Soja is belangrijk als inkomstenbron en voor de financiering van sociale zekerheid, zegt Vicente. ‘Maar de grote paradox is dat de mensen die van het platteland verdreven zijn door dit productiemodel, ook degenen zijn die aanspraak moeten maken op die sociale zekerheid.’

Agronoom Toledo spreekt over een exodus van melk- en vleesveehouders van het Argentijnse platteland die niet zijn overgestapt op soja. ‘Zij zijn naar de stad vertrokken omdat hun bedrijf onvoldoende opleverde en ze er geen toekomst in zagen voor hun gezin.’

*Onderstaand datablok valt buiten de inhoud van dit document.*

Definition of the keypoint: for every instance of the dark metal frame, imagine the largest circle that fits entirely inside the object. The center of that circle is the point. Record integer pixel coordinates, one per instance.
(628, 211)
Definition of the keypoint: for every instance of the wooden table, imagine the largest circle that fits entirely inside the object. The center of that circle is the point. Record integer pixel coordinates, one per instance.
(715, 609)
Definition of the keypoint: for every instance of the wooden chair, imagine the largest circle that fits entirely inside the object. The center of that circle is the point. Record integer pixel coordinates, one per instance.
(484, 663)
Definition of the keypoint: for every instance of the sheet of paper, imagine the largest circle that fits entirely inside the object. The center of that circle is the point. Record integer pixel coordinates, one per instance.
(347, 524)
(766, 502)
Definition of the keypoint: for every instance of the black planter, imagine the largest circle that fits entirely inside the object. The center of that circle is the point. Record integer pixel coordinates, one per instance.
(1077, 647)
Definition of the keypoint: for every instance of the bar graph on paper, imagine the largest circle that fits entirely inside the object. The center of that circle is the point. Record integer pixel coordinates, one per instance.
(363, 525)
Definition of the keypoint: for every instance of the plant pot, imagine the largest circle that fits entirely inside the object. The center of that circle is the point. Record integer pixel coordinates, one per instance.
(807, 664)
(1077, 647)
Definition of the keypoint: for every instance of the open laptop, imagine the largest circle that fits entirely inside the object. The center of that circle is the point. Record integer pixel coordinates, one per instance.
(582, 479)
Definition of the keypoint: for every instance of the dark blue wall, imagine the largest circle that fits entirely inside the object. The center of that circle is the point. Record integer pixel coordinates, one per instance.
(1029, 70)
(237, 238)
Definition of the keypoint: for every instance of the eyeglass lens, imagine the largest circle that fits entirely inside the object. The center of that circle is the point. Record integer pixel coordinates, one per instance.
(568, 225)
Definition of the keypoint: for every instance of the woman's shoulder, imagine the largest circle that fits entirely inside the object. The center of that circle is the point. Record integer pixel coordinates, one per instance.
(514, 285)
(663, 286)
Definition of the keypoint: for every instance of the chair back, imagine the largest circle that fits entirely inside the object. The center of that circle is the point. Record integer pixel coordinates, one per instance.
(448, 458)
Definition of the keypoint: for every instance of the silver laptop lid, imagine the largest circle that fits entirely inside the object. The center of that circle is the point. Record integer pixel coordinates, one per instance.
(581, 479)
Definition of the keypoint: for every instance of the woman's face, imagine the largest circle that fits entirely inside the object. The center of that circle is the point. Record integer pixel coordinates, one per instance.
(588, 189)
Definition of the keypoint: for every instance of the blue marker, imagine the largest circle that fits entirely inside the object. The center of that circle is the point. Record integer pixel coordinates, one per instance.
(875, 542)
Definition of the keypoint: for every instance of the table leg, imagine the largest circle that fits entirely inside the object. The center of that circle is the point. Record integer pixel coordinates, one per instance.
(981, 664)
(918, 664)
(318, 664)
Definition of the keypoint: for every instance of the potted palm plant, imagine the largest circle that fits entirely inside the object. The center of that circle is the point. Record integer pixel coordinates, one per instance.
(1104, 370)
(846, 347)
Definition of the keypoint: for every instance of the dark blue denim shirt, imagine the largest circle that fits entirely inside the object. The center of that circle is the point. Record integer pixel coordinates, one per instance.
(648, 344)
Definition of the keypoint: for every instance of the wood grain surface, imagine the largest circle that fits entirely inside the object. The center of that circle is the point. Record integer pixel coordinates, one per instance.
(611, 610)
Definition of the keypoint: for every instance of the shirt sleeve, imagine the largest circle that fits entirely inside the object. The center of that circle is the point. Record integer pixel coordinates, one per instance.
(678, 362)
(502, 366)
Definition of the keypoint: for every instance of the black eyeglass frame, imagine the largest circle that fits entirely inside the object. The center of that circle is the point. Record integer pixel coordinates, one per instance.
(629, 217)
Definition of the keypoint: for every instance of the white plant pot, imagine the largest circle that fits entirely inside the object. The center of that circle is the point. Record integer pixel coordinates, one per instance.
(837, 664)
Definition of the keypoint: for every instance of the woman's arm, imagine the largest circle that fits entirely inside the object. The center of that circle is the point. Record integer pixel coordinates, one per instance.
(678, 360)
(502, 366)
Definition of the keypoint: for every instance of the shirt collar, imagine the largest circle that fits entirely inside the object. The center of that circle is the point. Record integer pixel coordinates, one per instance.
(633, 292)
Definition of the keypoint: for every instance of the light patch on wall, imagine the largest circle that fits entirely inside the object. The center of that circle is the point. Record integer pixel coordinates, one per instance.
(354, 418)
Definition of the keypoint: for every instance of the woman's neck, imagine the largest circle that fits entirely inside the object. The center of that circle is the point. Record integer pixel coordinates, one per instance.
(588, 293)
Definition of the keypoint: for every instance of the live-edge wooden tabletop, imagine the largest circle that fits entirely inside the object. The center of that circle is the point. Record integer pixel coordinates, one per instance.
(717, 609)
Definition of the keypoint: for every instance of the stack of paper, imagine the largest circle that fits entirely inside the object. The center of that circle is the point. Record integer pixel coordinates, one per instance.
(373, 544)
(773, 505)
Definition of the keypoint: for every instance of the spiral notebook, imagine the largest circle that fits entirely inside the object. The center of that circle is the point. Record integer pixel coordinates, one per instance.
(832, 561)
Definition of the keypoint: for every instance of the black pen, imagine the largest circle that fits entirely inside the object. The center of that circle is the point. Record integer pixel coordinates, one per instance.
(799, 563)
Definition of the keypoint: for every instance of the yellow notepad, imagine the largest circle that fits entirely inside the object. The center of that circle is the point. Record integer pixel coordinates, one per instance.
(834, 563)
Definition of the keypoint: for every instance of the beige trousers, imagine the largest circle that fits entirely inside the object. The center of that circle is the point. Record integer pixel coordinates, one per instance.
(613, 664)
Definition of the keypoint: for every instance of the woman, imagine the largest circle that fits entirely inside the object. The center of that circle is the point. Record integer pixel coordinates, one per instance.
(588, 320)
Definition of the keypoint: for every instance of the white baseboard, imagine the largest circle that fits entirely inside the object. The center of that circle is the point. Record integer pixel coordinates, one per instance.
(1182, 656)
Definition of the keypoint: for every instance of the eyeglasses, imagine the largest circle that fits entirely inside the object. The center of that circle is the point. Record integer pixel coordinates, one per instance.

Volgens de VN-Voedsel- en Landbouworganisatie (FAO) is 14,4 procent van het Argentijnse grondgebied – bijna een hectare per inwoner – nog beschikbaar voor cultivatie. Voedselzekerheid en sojaproductie volgen dan ook ‘een verschillende spoor’, zegt Toledo. ‘De vraag is of kleine en middelgrote boeren de mogelijkheid krijgen onder betere voorwaarden hun gewassen te diversifiëren.’

Voedselzekerheid

Om gezinsbedrijven te versterken, stelde de regering van president Cristina Fernández in 2008 het Secretariaat voor Familiale Landbouw en Plattelandsontwikkeling in. Op 20 januari werd een wet aangenomen die financiële steun aan deze bedrijven mogelijk maakt en waarin wordt gesproken over het “publieke belang” van de sector vanwege de bijdrage aan de voedselzekerheid en voedselsoevereiniteit.

Kleine en middelgrote bedrijven zijn goed voor 53 procent van de werkgelegenheid op het platteland en ze produceren 70 procent van het voedsel dat in Argentinië wordt geconsumeerd. Van deze boeren leeft 66 procent echter in armoede, blijkt uit cijfers van de FAO.